Meet Azure Arc, a Microsoft platform for those that want a bit of everything


Dale Walker

5 Nov, 2019

Microsoft kicked off its Ignite conference this week with the reveal of its Azure Arc platform, a set of tools designed to simplify the management of deployments across multiple clouds, on-premises, and edge.

The platform also allows for Azure services and management tools to be expanded to new infrastructures, including Linux and Windows Server, as well as all Kubernetes clusters spread across multiple cloud types.

The idea is to create a single, centralised hub so that users can apply existing tools, such as Azure Resource Manager, Azure Shell, Azure Portal, Azure API, as well as its policy and security protocols, across all deployments. This effectively allows customers to run Azure services irrespective of where the deployment resides.

The move symbolises Microsoft’s effort to accommodate customers that are reluctant, or unable, to become entirely hybrid by allowing them to be more flexible in how they use Azure tools.
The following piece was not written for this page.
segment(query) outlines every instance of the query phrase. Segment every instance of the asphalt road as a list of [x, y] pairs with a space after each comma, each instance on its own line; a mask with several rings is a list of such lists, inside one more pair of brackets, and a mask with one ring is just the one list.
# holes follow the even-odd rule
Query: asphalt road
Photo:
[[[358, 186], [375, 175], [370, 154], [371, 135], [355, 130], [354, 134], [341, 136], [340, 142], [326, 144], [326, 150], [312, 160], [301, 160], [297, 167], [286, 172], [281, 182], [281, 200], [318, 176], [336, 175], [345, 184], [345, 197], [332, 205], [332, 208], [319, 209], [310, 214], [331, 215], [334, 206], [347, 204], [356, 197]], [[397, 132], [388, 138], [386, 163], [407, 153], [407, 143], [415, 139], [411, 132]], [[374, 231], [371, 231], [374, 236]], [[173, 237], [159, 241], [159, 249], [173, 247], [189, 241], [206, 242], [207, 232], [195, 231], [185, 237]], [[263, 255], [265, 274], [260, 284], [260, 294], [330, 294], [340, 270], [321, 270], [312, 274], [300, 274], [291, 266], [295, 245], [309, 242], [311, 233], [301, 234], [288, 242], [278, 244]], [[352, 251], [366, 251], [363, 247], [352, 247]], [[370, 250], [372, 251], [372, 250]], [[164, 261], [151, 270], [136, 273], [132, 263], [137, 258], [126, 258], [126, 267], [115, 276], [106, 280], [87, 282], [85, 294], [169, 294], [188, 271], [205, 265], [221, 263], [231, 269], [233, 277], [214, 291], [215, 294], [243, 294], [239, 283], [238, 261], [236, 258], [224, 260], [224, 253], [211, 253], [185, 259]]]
It also extends many of the benefits of cloud to those parts of a business still reliant on on-premises infrastructure or private data centres, which can now be plugged into Azure.

Specifically, the Azure Portal tool within Arc will give customers a unified view of all Azure data services running across all on-premises and cloud deployments, and the Azure Kubernetes Service can be used to spin up new clusters if they run out of on-premise capacity, the company claims.
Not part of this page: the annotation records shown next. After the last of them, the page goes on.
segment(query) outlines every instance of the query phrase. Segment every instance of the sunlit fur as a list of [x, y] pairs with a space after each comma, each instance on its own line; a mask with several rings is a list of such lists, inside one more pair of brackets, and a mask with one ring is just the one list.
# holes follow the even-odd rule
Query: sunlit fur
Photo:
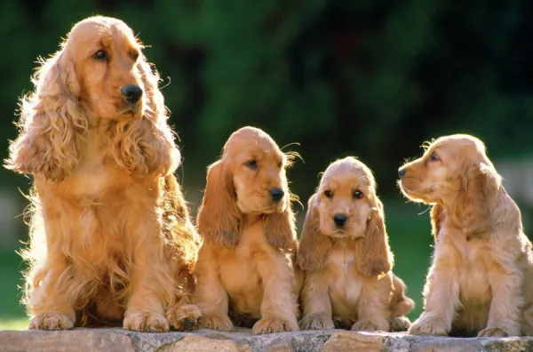
[[[127, 329], [162, 332], [198, 317], [187, 305], [197, 235], [173, 176], [180, 156], [159, 77], [123, 21], [86, 19], [22, 99], [6, 165], [34, 175], [23, 252], [30, 329], [123, 318]], [[93, 58], [99, 50], [108, 60]], [[138, 103], [122, 96], [126, 84], [143, 89]]]
[[[298, 240], [285, 177], [289, 164], [270, 136], [244, 127], [209, 167], [198, 213], [203, 244], [195, 303], [202, 327], [229, 331], [234, 324], [255, 324], [256, 334], [298, 330], [302, 277], [294, 268]], [[278, 203], [269, 196], [273, 188], [284, 191]]]
[[433, 206], [435, 238], [425, 311], [410, 333], [533, 334], [531, 244], [483, 143], [442, 137], [401, 170], [403, 194]]
[[[356, 190], [361, 198], [354, 196]], [[347, 217], [342, 228], [334, 223], [335, 214]], [[298, 264], [306, 270], [302, 329], [388, 332], [410, 326], [403, 316], [414, 301], [391, 271], [383, 205], [370, 170], [359, 160], [338, 160], [322, 175], [309, 199]]]

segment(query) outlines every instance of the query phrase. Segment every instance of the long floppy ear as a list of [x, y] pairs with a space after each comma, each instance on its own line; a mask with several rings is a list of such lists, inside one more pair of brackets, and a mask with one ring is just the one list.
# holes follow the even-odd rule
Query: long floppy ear
[[298, 238], [294, 228], [294, 213], [292, 212], [290, 201], [288, 201], [285, 212], [276, 212], [266, 217], [265, 236], [266, 241], [273, 247], [282, 252], [296, 252]]
[[322, 269], [333, 246], [331, 238], [320, 230], [318, 208], [314, 204], [316, 195], [311, 196], [307, 202], [306, 222], [298, 250], [298, 265], [302, 270], [316, 271]]
[[455, 216], [468, 238], [492, 228], [492, 209], [497, 204], [500, 185], [501, 176], [485, 164], [471, 167], [463, 176]]
[[376, 197], [376, 208], [368, 220], [364, 237], [357, 244], [357, 268], [365, 276], [381, 276], [393, 268], [394, 257], [385, 229], [383, 204]]
[[237, 208], [233, 175], [224, 160], [211, 164], [207, 171], [207, 185], [197, 224], [205, 242], [227, 248], [239, 242], [241, 212]]
[[434, 236], [435, 244], [437, 243], [437, 238], [439, 237], [439, 232], [441, 231], [441, 227], [442, 225], [442, 221], [444, 220], [444, 209], [442, 205], [436, 204], [434, 204], [431, 208], [430, 213], [431, 219], [431, 234]]
[[179, 165], [180, 154], [167, 124], [159, 75], [142, 53], [137, 68], [144, 85], [145, 114], [140, 120], [115, 123], [113, 153], [116, 163], [135, 175], [166, 176]]
[[77, 165], [78, 140], [88, 121], [78, 102], [74, 64], [63, 52], [41, 64], [32, 77], [35, 92], [20, 99], [20, 134], [5, 167], [61, 181]]

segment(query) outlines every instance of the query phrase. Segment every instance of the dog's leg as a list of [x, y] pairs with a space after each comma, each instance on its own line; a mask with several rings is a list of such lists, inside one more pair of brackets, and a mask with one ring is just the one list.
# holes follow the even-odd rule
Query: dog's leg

What will perhaps matter most is that this expanded availability will also allow customers to make use of all the security and compliance tools integrated into Azure, including controlled access and company policy enforcement.

“With Azure Arc, and with it, the arrival of multi-cloud management in Azure, we are now seeing perhaps the biggest shift yet in Azure’s strategic evolution,” argues Nick McQuire, VP and head of Enterprise and Artificial Intelligence Research at CCS. “It means that Microsoft is becoming more attentive to customer needs, but it is also an indication that battlelines of competition in cloud are shifting towards managing the control pane.”

“In embracing hybrid multi-cloud, Azure Arc also validates the big investments made by key competitors over the past 12-18 months most notably IBM’s acquisition of Red Hat and Google Cloud’s Anthos. The stage is set for AWS to follow suit next month at reinvent.”